Recently, I “welcomed” Princeton economists Alan Blinder and Paul Krugman to the “supply-side.” I had the idea that they had not admitted that high marginal tax rates reduce the incentive to work and invest. I was wrong.

I don’t have Blinder’s book handy–I’m on a flight–but here are some excerpts from Krugman’s 1994 book, Peddling Prosperity.

If you try to tax people, they will try to find ways to avoid paying. Some people will resort to simple fraud–hiding their income and cooking their books. Some will resort to elaborate legal evasions, arranging for paper losses to offset real gains. But in the United States the main way that people try to avoid taxes is by avoiding doing things that are taxed. Unfortunately, these things include working and investing.

Economists, left and right, have always agreed that the tendency of people to change their behavior to avoid taxes–in the jargon of economists, the distortion of incentives associated with taxation–represents a hidden, extra cost of government. This is a basic truth. (p. 66)

[S]uppose that the government decided to spend an extra $10 billion–1 percent of national income. [He’s dealing with a hypothetical economy whose national income is $1 trillion.] You might think that it could pay for this spending by raising the tax rate 1 point, from 30 to 31 percent. But in fact, this would certainly not be enough, because a rise in the tax rate would induce at least some people to work less hard or work shorter hours. (p. 67)

Furthermore, the reduction in the incentive to work is somewhat more than this number would suggest, because the U.S. tax system is designed to be somewhat progressive, that is, to make high-income people pay a higher share of their income in taxes than lower-income people. This seems reasonable on social grounds, but has the side consequence that the “marginal” tax rate–the rate you pay on the last dollar of your income–is higher than the average tax rate. If the economic program proposed by Bill Clinton in early 1993 passes, very high income individuals will pay a marginal federal tax rate of 46 percent, plus a few extra points for state and local taxes. This is not trivial: without any question, the negative effects of taxes on incentives are significant. (pp. 68-69)

So why did I think that Paul Krugman denied that the incentive effects of high marginal tax rates on high-income people are potentially large? Because when he talks about the supply-siders, the people who essentially brought this insight about incentive effects to the forefront in the economic debates of the late 1970s, he is so hostile to them.

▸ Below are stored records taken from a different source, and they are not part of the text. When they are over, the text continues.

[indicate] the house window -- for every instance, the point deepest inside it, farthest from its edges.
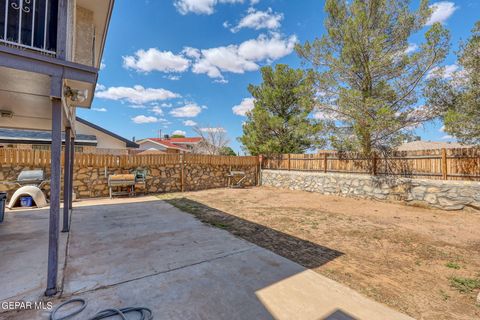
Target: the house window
(44, 147)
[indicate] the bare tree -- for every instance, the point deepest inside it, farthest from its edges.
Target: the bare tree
(214, 139)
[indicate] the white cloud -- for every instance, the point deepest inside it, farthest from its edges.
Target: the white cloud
(323, 116)
(156, 60)
(241, 58)
(179, 133)
(99, 87)
(157, 110)
(213, 130)
(441, 11)
(136, 95)
(246, 105)
(259, 20)
(189, 123)
(200, 6)
(412, 47)
(446, 72)
(172, 77)
(188, 111)
(142, 119)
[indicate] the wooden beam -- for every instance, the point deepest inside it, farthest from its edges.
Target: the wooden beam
(55, 177)
(67, 179)
(72, 162)
(444, 164)
(62, 29)
(33, 62)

You can’t, for example, agree with the quotes above and, at the same time, deny the Laffer Curve. As I’ve written earlier, the Laffer Curve is necessarily correct. But in this same 1994 book, Krugman writes:

[T]he sophisticated public finance arguments of Martin Feldstein were eventually to give way to the crude and silly Laffer curve. (p. 56)

The Laffer Curve is crude: so are demand and supply curves. But they’re all awfully useful. So it’s not silly.

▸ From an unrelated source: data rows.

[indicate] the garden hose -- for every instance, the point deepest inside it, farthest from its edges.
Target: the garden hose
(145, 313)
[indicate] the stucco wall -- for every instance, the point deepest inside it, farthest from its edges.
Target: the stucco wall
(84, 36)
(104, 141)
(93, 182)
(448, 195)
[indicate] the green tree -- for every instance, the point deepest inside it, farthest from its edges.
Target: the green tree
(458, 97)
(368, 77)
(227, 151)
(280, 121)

Indeed, later in the book, Krugman recognizes that the Laffer Curve is not silly. He writes:

Nobody questions that something like the Laffer curve exists; but even the supply-siders are skeptical about whether the U.S. economy is really in the “backward-sloping” section. (p. 95)

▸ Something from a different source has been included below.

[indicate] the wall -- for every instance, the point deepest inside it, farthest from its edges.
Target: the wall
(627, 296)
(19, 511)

This is an interesting admission on Krugman’s part for two reasons. First, he recognizes, as one must, that the Laffer curve exists. Second, he admits that supply-siders don’t kid themselves that we are in the backward-bending portion, the part where an increase in tax rates reduces government revenues and a decrease in tax rates increases government revenues. I so miss the Paul Krugman of the 1990s.